The 600-square-foot white banner hanging over Camp Snoopy at the Mall of America punctuated its bold proclamation of “Buy Nothing Day” with a picture of a globe crashing through a shopping bag.
The banner was flanked by two men suspended like mountain climbers from the ceiling by a tangled mass of rope. Crowds gathered below to gawk at the two protesters as did mall security officers waiting with handcuffs ready.
The protest was sponsored by Adbusters, an organization that aims to slow down the rate of U.S. consumption. The group sponsored the “hang-in” to draw attention to excessive holiday buying.
John Sellers, a member of Adbusters, said the goal of the protest was to make consumers stop buying for a day — to think about why they’re shopping and whether they really need all the items on their Christmas list.
“We’re not here to rain on Christmas,” Sellers said. “We want people to think about what consumption means to the environment. All of our environmental problems are spawned by our consumption.”
Adbusters has been around for six years, the same amount of time the 525-store Mall of America has been open. Sellers said his group chose the Mall of America because its sheer size represents the magnitude of American consumerism.
“We’re at the country’s largest mall to use it as a symbol of our consumption,” Sellers said.
Shoppers who saw the protesters hanging from rafters were bewildered by the demonstration and far from receptive to the idea of a purchase-free day.
Patty and Al Gilbertson drove more than two hours to the Mall of America from Wisconsin Rapids, Wis., to enjoy a day of shopping with their grandson. The couple watched the arrest of the protesters from Camp Snoopy.
Al Gilbertson was angered by the display. There is nothing wrong with holiday spending, he said, shaking his head: “It’s America, people have jobs because of consumerism.”
Frenzied holiday shopping is a direct result of tying symbolic value to the gift-giving process, said Akshay Rao, professor of marketing at the University.

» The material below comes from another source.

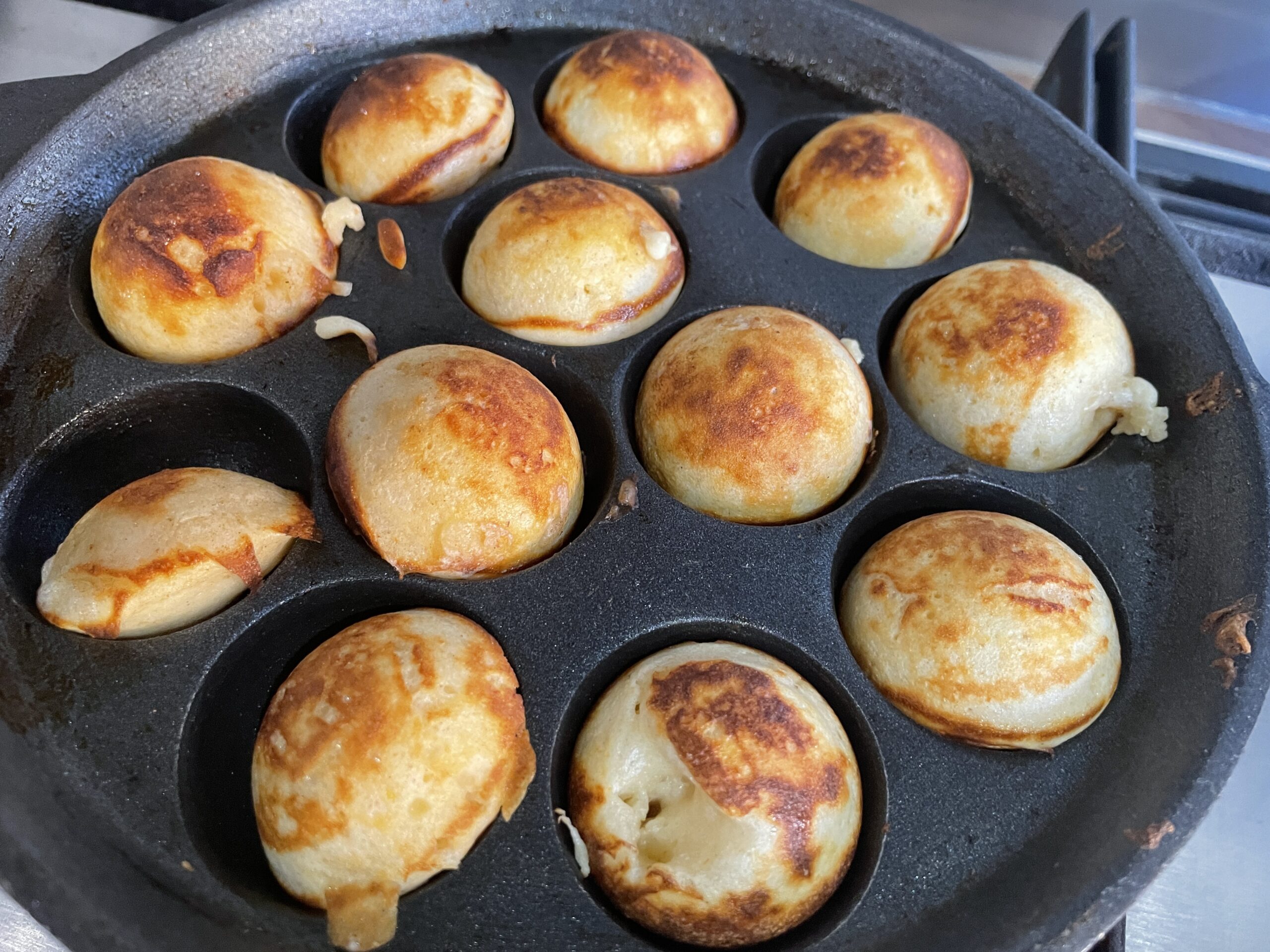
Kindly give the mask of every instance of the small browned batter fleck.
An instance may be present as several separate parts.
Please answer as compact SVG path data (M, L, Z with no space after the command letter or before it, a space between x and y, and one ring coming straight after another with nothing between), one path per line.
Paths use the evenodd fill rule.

He credits marketers with using emotion to motivate consumers to buy.
“They build up the symbolic value of a product,” Rao said. “You tie a ribbon to a hand tool and it becomes a symbol of affection for Dad.”
Rao said that merchandisers need the holiday season for profit since between one-third and one-half of sales in certain product categories happen between Thanksgiving and Christmas.
“If we cancelled Christmas for one year, it would be disastrous for the economy,” Rao said. “There is a little excess, but that’s the privilege of a free society.”
Drew Hempel, a University graduate student in liberal studies who helped organize the “Buy Nothing Day” protest, disagreed. He said the holiday shopping frenzy in the malls comes at the expense of child labor and the destruction of the earth.
Still, said Hempel, we shouldn’t stop spending altogether. We should just think more about what we’re buying, where it comes from, what it’s made of and whose hands produce it, he said.